Purpose: To characterize and quantify the collagen fiber (lamellar) organization of human corneas in three dimensions by using nonlinear optical high-resolution macroscopy (NLO-HRMac) and to correlate these findings with mechanical data obtained by indentation testing of corneal flaps.

Methods: Twelve corneas from 10 donors were studied. Vibratome sections, 200 μm thick, from five donor eyes were cut along the vertical meridian from limbus to limbus (arc length, 12 mm). Backscattered second harmonic-generated (SHG) NLO signals from these sections were collected as a series of overlapping 3-D images, which were concatenated to form a single 3-D mosaic (pixel resolution: 0.44 μm lateral, 2 μm axial). Collagen fiber intertwining was quantified by determining branching point density as a function of stromal depth. Mechanical testing was performed on corneal flaps from seven additional eyes. Corneas were cut into three layers (anterior, middle, and posterior) using a femtosecond surgical laser system and underwent indentation testing to determine the elastic modulus for each layer.

Results: The 3-D reconstructions revealed complex collagen fiber branching patterns in the anterior cornea, with fibers extending from the anterior limiting lamina (ALL, Bowman's layer), intertwining with deeper fibers and reinserting back to the ALL, forming bow spring-like structures. Measured branching-point density was four times higher in the anterior third of the cornea than in the posterior third and decreased logarithmically with increasing distance from the ALL. Indentation testing showed an eightfold increase in elastic modulus in the anterior stroma.
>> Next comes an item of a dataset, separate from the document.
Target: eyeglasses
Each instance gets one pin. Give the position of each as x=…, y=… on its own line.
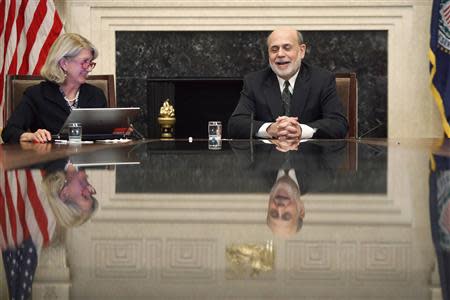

Conclusions: The axial gradient in lamellar intertwining appears to be associated with an axial gradient in the effective elastic modulus of the cornea, suggesting that collagen fiber intertwining and formation of bow spring-like structures provide structural support similar to cross-beams in bridges and large-scale structures. Future studies are necessary to determine the role of radial and axial structural-mechanical heterogeneity in controlling corneal shape and in the development of keratoconus, astigmatism, and other refractive errors.

Figure 1.

To quantify lamellar branching, curve fits of Bowman's and Descemet's membranes were connected with vertical lines spaced 500 μm apart. These vertical lines were further subdivided by 15 horizontal guide lines. A prominent fiber closest to each of those guidelines was tracked in 3-D, and the location of the two closest branching points on either side was logged on a spreadsheet.

Figure 2.

(A) Single-plane, zoomed-out HRMac image of a full-diameter corneal cross section along the vertical meridian. The full scan is composed of 60 such planes and is made up of over 80,000 individual images with a total size of 25,000 × 6,500 pixels per plane, shown here at a resolution of 3 μm/pixel. (B) A zoomed-in view of the central portion having a resolution of 1 μm/pixel. At the bottom, Descemet's membrane has become detached near a fold that is most likely the result of postmortem swelling. (C) The anterior central cornea at full resolution (0.44 μm/pixel). Note the presence of the ALL (white arrow) and the insertion of collagen fibers (black arrowheads).

Figure 3.

(A) Section from a single HRMac plane of the central cornea overlaid with 3-D reconstructions of representative fibers. Representative fibers were manually segmented and rendered. Shown are fibers at different stromal depths, enlarged views of which are shown in (B) through (D). Three-dimensional surface renders of selected fibers from the anterior (B), mid (C), and posterior (D) stroma highlight the drop in branching complexity with increasing stromal depth.

Figure 4.

3-D reconstruction of bow spring fibers (blue), anchoring fibers inserting from the limbus (green), and the highly intertwined anterior fiber meshwork (teal) near the ALL (gold).

Figure 5.

(A) Individual branching point densities as a function of stromal depth. Each line represents the BPD for a single eye. (B) BPD averaged over all five eyes as a function of stromal depth. Solid line: an exponential curve fit with R² > 0.98. (C) BPD averaged over five HRMac-imaged corneas. BPD values from across the stroma were grouped into three layers to facilitate comparison with biomechanical properties. NS, no statistically significant difference between values (P = 0.05).

Figure 6.

Representative strain–modulus curves from two eyes. (A, B) The variation in effective elastic modulus. Depending on the hydration state, a swollen posterior flap can appear stiffer than the middle flap (A). Some corneas exhibited a strong increase in stiffness with increasing strain (B). An average plot of all seven corneas also shows this increase (C). The anterior flap is markedly stiffer than the middle flap in all samples. (D) Elastic modulus averaged over all seven corneas grouped by flap position. NS, no statistically significant difference between values (P = 0.6).

Figure 7.

Modulus–strain curves from a single midstromal flap show the effects of swelling on corneal rigidity. This flap underwent regular compression testing before being allowed to swell for 20 minutes, resulting in a twofold increase in flap thickness and a threefold increase in elastic modulus.